Le sujet retenu était : L’organisation de l’État et des collectivités publiques.

Il faut reconnaître qu’il y a eu des questions de fond et ce sont d’ailleurs deux femmes qui ouvrent la série. La première parle de la constitution et demande si le nombre des députés – 577 – et de sénateurs – 348 – n’est pas trop élevé. Elle interroge sur la saisine du Conseil Constitutionnel. Une autre demande ce qu’est le Conseil Économique Social et environnemental et quelle est sa fonction.

Denys de Béchillon répond que le Conseil Constitutionnel est un juge qui a pour mission de vérifier que les lois sont conformes à la constitution. C’est votre ami, dit-il. Crée en 1958 sa saisine n’était ouverte qu’à l’opposition politique. En 1974 par une modification des textes, il a été possible de le saisir par référendum et en 2010, il a été décidé qu’il pouvait être saisi à l’occasion d’un procès par un particulier ; c’est la fameuse « question prioritaire de constitutionnalité ».

Puis un homme livre ses réflexions sur le trop grand nombre d’échelons entre l’État et la collectivité de base qu’est la commune. Il s’interroge sur la pertinence des grandes régions et considère qu’elles n’ont pas permis de faire des économies d’échelle. Pour lui il faut donner à chaque niveau administratif une part d’autonomie fiscale. Le regroupement des communes devrait se faire d’initiative ou sous contrainte réglementaire.

Jean Gourdou pose les questions suivantes : Comment lutter contre le millefeuille territorial ? L’aménagement des territoires, la marge de manœuvre des budgets des collectivités territoriales. Qu’est-ce que le régalien ? Ce qui me choque, dit-il, c’est l’uniformisation des structures.

David Carassus souligne que pour ce qui concerne le millefeuille, le problème vient du fait que les feuilles n’ont pas de relation les unes avec les autres. Il faudrait passer du millefeuille à une structure de réseau.

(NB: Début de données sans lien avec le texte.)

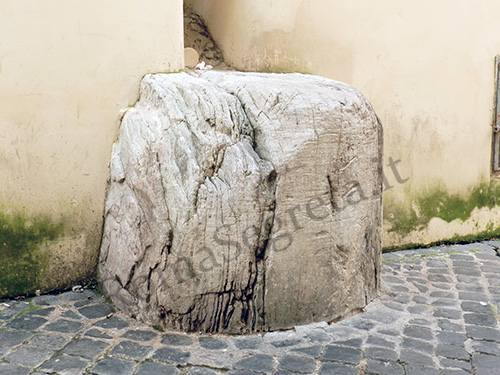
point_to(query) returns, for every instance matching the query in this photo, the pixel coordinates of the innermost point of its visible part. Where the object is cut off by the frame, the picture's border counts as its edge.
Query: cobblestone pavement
(437, 314)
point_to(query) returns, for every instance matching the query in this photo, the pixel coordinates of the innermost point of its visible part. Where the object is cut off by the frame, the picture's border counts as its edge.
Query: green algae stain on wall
(439, 203)
(21, 260)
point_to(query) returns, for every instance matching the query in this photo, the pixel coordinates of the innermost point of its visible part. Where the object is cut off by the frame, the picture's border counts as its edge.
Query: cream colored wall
(427, 67)
(67, 69)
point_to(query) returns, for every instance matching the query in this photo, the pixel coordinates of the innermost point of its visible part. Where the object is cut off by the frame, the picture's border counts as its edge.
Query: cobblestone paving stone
(438, 313)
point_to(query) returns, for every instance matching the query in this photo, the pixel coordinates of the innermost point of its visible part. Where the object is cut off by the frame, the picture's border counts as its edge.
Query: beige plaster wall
(67, 70)
(428, 69)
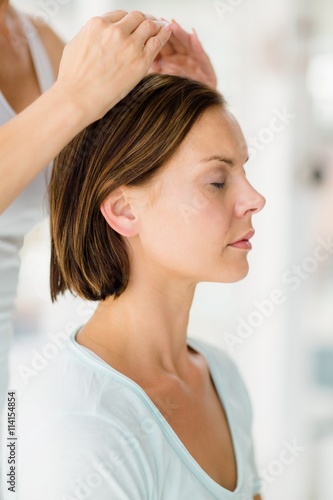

Denys de Béchillon se prononce sur le R.I.C. (référendum d’initiative citoyenne). Le RIC ne peut être utilisé pour changer la constitution. Il peut être envisagé pour des choses qui ne sont pas des questions de société. Or pour répondre à un intervenant qui proposait un référendum pour lever l’interdiction imposée à l’État par la loi de 1905 sur la laïcité parce que cela permettrait de choisir entre les différentes formes de l’Islam, il rappelle que le problème de l’Islam est à l’évidence une question de société. D’autre part, on ne peut faire un référendum si préalablement le Sénat et l’Assemblée nationale ne sont pas saisis. Il faut protéger nos droits qui sont notre patrimoine le plus précieux. L’anxiété est mauvaise conseillère. Il ne faut pas trop facilement modifier la constitution, et surtout ne pas le faire dans l’émotion.

Fabienne Bascou pose une question sur les membres du Conseil constitutionnel. Ils ne sont pas élus dit-elle. Les juges du Conseil constitutionnel sont en train d’ordonnancer et de judiciariser la politique.

Ce à quoi, Denys de Béchillon répond que la tradition française veut que nous n’élisions pas nos juges. Le juge est tenu d’exposer le caractère juridique de sa décision. Il s’agit d’un tiers désintéressé et impartial. Il est fragile, humain, mais c’est ce qu’il y a de moins mal.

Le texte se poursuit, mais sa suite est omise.